Welcome to this short reset meditation designed to help you create a small pause in your day to steady yourself,
Come back to the present moment and support your nervous system.
Take a moment now to settle into a comfortable position.
If you're seated,
Tune in to the points of contact your body is making with the chair.
If you're standing,
Feel the ground beneath your feet and if it feels comfortable and safe,
Gently close your eyes or simply soften your gaze.
Begin by taking a nice slow easy breath in through the nose and then a long gentle breath out,
Extending that exhale so that it's a little longer than your inhale.
Again breathing in through the nose and breathing out again,
Extending that exhale.
Just allowing yourself to arrive in this moment because for the next few minutes there's nowhere else you need to be,
Nothing you need to fix,
Nothing you need to figure out right now,
Just this moment,
Just this breath.
So allowing your breath now to take its own gentle easy rhythm,
Bring your attention to the sensations of your breath in your body.

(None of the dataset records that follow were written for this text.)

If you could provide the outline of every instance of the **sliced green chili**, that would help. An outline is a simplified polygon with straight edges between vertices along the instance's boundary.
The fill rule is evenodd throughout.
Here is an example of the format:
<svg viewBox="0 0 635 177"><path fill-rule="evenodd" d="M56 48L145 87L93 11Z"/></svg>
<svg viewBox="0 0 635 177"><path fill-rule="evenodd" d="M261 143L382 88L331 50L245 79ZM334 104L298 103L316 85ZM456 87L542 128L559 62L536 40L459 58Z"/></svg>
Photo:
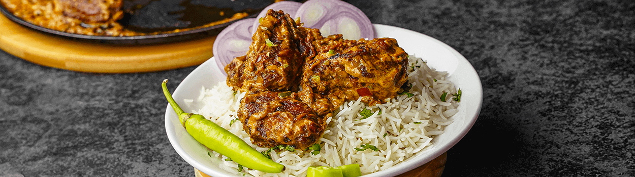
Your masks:
<svg viewBox="0 0 635 177"><path fill-rule="evenodd" d="M361 176L359 164L352 164L338 167L311 166L307 169L307 177L342 176L357 177Z"/></svg>
<svg viewBox="0 0 635 177"><path fill-rule="evenodd" d="M284 171L284 166L267 159L237 136L205 119L203 115L183 111L168 90L166 86L167 82L166 79L161 83L163 94L178 116L179 121L196 141L210 149L231 158L232 161L238 163L239 167L244 166L250 169L272 173Z"/></svg>

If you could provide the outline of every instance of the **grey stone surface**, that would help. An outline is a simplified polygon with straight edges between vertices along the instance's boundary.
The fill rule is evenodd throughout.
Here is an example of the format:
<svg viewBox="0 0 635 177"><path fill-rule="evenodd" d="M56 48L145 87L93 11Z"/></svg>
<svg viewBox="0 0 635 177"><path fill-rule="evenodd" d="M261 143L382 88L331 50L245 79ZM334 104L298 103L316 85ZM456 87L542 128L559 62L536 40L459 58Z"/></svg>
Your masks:
<svg viewBox="0 0 635 177"><path fill-rule="evenodd" d="M347 1L478 73L481 114L443 176L635 176L635 1ZM192 176L159 85L194 68L84 73L0 51L0 176Z"/></svg>

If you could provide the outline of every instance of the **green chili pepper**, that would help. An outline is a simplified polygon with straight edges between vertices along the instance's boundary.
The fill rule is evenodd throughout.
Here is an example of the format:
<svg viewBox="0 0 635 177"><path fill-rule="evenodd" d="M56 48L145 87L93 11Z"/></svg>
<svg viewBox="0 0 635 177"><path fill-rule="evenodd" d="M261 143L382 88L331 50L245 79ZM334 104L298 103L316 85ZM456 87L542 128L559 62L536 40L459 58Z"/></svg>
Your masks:
<svg viewBox="0 0 635 177"><path fill-rule="evenodd" d="M359 164L352 164L338 167L311 166L307 170L307 177L342 176L357 177L361 176Z"/></svg>
<svg viewBox="0 0 635 177"><path fill-rule="evenodd" d="M272 173L284 171L284 166L267 159L237 136L203 115L184 112L168 90L167 82L166 79L161 83L163 94L178 115L179 121L196 141L248 168Z"/></svg>

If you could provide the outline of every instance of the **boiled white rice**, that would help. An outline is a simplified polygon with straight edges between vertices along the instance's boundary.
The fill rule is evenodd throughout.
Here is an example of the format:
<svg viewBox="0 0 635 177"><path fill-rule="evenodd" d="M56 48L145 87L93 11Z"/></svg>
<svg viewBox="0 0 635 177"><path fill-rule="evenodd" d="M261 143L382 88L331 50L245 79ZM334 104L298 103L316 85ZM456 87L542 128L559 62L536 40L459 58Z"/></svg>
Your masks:
<svg viewBox="0 0 635 177"><path fill-rule="evenodd" d="M421 59L410 56L410 71L408 80L412 88L408 94L391 99L387 103L367 106L360 100L350 101L340 106L333 117L327 119L328 126L320 143L320 153L312 155L309 152L297 153L272 151L272 159L286 167L282 173L265 173L246 169L237 172L237 165L232 161L221 161L220 166L230 173L254 176L305 176L309 166L339 166L359 164L363 174L377 172L399 164L432 147L435 135L443 133L444 128L452 123L451 116L458 112L458 103L452 101L451 94L457 93L454 85L447 80L445 72L431 69ZM201 88L202 94L197 100L185 101L186 104L198 104L202 108L193 110L211 121L241 137L258 151L267 148L258 147L251 143L249 135L243 130L239 121L230 126L237 118L236 111L244 93L234 94L224 82L211 88ZM440 97L446 94L446 101ZM194 106L197 107L196 106ZM359 113L368 109L375 113L363 119ZM378 152L371 150L358 151L355 148L368 143L377 147ZM212 152L217 158L225 159ZM243 173L246 172L246 174Z"/></svg>

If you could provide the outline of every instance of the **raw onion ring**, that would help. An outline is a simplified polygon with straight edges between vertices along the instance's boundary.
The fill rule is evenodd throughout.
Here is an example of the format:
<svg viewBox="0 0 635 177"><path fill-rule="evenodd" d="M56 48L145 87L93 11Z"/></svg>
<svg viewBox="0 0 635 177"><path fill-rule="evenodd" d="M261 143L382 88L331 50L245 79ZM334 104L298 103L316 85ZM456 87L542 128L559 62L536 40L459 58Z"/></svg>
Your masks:
<svg viewBox="0 0 635 177"><path fill-rule="evenodd" d="M318 28L322 35L341 34L346 39L372 39L375 32L370 20L361 9L339 0L305 2L293 18L300 17L304 27Z"/></svg>
<svg viewBox="0 0 635 177"><path fill-rule="evenodd" d="M225 66L234 58L247 54L249 45L251 44L251 32L250 29L255 18L250 18L238 20L229 26L216 37L212 53L222 73L225 72Z"/></svg>

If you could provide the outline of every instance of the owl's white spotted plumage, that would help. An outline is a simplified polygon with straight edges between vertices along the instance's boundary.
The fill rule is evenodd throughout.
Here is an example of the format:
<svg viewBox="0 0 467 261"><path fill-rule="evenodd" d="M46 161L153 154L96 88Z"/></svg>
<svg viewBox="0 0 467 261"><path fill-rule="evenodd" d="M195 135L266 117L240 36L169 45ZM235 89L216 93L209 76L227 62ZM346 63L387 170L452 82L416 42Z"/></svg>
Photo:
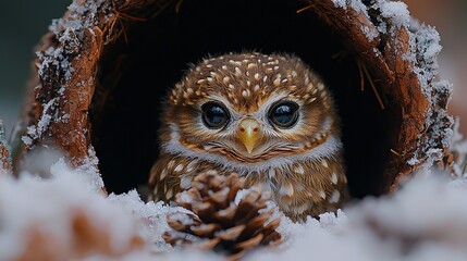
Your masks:
<svg viewBox="0 0 467 261"><path fill-rule="evenodd" d="M293 220L347 195L339 117L322 79L294 55L232 53L193 66L162 113L151 199L169 201L197 174L246 177Z"/></svg>

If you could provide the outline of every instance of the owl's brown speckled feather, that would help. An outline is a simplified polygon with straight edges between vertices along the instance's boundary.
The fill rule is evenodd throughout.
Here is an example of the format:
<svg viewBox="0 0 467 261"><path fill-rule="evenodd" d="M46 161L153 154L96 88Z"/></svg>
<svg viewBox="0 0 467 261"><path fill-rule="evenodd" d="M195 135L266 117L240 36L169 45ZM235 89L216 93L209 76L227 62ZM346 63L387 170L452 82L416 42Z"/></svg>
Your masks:
<svg viewBox="0 0 467 261"><path fill-rule="evenodd" d="M194 176L217 170L272 191L293 220L334 211L347 195L340 132L329 90L298 58L206 59L167 100L151 199L172 200Z"/></svg>

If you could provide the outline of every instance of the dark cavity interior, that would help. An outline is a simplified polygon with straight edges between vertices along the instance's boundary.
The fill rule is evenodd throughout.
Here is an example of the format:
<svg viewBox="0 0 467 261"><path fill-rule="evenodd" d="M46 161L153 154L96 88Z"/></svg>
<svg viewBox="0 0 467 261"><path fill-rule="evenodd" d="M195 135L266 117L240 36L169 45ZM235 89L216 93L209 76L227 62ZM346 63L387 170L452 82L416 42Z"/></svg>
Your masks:
<svg viewBox="0 0 467 261"><path fill-rule="evenodd" d="M295 53L332 89L343 125L351 194L379 195L388 164L390 110L381 110L355 54L299 1L183 1L146 22L133 22L108 46L91 107L93 144L109 191L145 185L158 157L160 101L188 63L208 54L257 50ZM125 40L126 39L126 40ZM392 136L392 137L391 137Z"/></svg>

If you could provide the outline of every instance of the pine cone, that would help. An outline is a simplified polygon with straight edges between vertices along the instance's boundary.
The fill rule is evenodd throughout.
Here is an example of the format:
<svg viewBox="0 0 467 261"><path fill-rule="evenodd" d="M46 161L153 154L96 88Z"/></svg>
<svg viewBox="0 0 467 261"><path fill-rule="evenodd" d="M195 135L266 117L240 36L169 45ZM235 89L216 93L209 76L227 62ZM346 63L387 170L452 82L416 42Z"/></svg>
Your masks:
<svg viewBox="0 0 467 261"><path fill-rule="evenodd" d="M10 150L8 149L3 123L0 120L0 175L12 172Z"/></svg>
<svg viewBox="0 0 467 261"><path fill-rule="evenodd" d="M237 260L257 246L276 246L282 236L275 228L280 219L268 223L272 210L265 210L270 195L249 190L236 204L235 197L244 187L244 178L228 178L214 171L195 177L192 188L176 195L176 203L193 213L172 213L167 220L174 231L163 238L172 245L194 245L201 249L224 252Z"/></svg>

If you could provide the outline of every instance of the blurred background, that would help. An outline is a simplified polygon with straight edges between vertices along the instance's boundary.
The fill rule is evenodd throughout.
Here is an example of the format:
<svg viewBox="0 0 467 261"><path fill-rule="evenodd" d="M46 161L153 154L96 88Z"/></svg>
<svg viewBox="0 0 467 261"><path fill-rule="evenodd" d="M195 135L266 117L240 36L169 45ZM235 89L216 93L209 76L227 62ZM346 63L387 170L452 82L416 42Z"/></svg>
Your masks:
<svg viewBox="0 0 467 261"><path fill-rule="evenodd" d="M433 25L444 47L441 76L454 84L451 113L463 115L467 134L467 1L405 0L413 16ZM0 119L11 133L24 100L34 48L52 18L62 16L71 0L0 1Z"/></svg>

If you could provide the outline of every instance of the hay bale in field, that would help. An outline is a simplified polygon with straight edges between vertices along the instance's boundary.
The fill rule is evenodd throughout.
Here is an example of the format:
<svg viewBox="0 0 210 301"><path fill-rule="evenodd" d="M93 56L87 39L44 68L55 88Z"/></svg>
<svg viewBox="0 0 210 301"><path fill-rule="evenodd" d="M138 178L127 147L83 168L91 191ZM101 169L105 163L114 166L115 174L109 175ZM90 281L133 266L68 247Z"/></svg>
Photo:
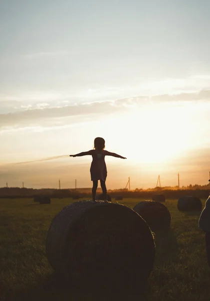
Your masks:
<svg viewBox="0 0 210 301"><path fill-rule="evenodd" d="M130 208L82 201L56 216L46 253L55 271L72 285L102 293L139 288L152 269L155 246L148 225Z"/></svg>
<svg viewBox="0 0 210 301"><path fill-rule="evenodd" d="M100 195L98 195L96 197L96 200L104 200L104 194L102 194ZM111 197L107 194L106 195L106 200L107 201L108 201L108 202L112 202L112 199L111 199Z"/></svg>
<svg viewBox="0 0 210 301"><path fill-rule="evenodd" d="M40 197L39 202L40 204L41 204L42 205L43 204L50 204L51 200L49 197L46 196L42 196Z"/></svg>
<svg viewBox="0 0 210 301"><path fill-rule="evenodd" d="M40 196L36 196L34 198L34 202L39 203L41 197Z"/></svg>
<svg viewBox="0 0 210 301"><path fill-rule="evenodd" d="M168 229L170 227L170 212L168 208L160 202L140 202L134 207L133 210L138 213L152 230Z"/></svg>
<svg viewBox="0 0 210 301"><path fill-rule="evenodd" d="M80 199L80 196L78 195L74 195L72 197L73 200L78 200Z"/></svg>
<svg viewBox="0 0 210 301"><path fill-rule="evenodd" d="M122 201L123 200L122 196L118 196L115 198L116 201Z"/></svg>
<svg viewBox="0 0 210 301"><path fill-rule="evenodd" d="M154 195L152 199L155 202L160 202L160 203L165 203L166 202L166 197L163 194Z"/></svg>
<svg viewBox="0 0 210 301"><path fill-rule="evenodd" d="M177 208L180 211L201 211L202 203L196 197L184 196L180 198Z"/></svg>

Notice the breath moving in and moving out again.
Noticing the movement of perhaps your belly or your chest that rise and fall.
Perhaps notice the sensation of the air moving in at your nostrils,
Cool as it moves in and warm as it moves out again.
And if your mind is busy that's okay,
That's part of being human.
You don't need to stop your thoughts,
Just notice when your mind is wandered and gently return to those sensations of breathing because the returning is the practice.
Just staying your nice gentle easy breath,
Breathing in and breathing out again.
And with your next breath perhaps notice if there's anywhere in your body that you could soften just a little.
Perhaps the jaw,
The shoulders,
The belly or the hands.
Not forcing or striving,
Just softening where you can.
Taking one more luxurious breath in and a steady breath out.
And before finishing simply notice what is now for you.
Perhaps you feel a little calmer or a little more grounded,
Perhaps more present or more connected to yourself.
And when you're ready gently opening your eyes or lifting your gaze and taking this small sense of steadiness with you into the rest of your day.
And know that you can come back to this practice whenever you need to.
Thank you for meditating with me today.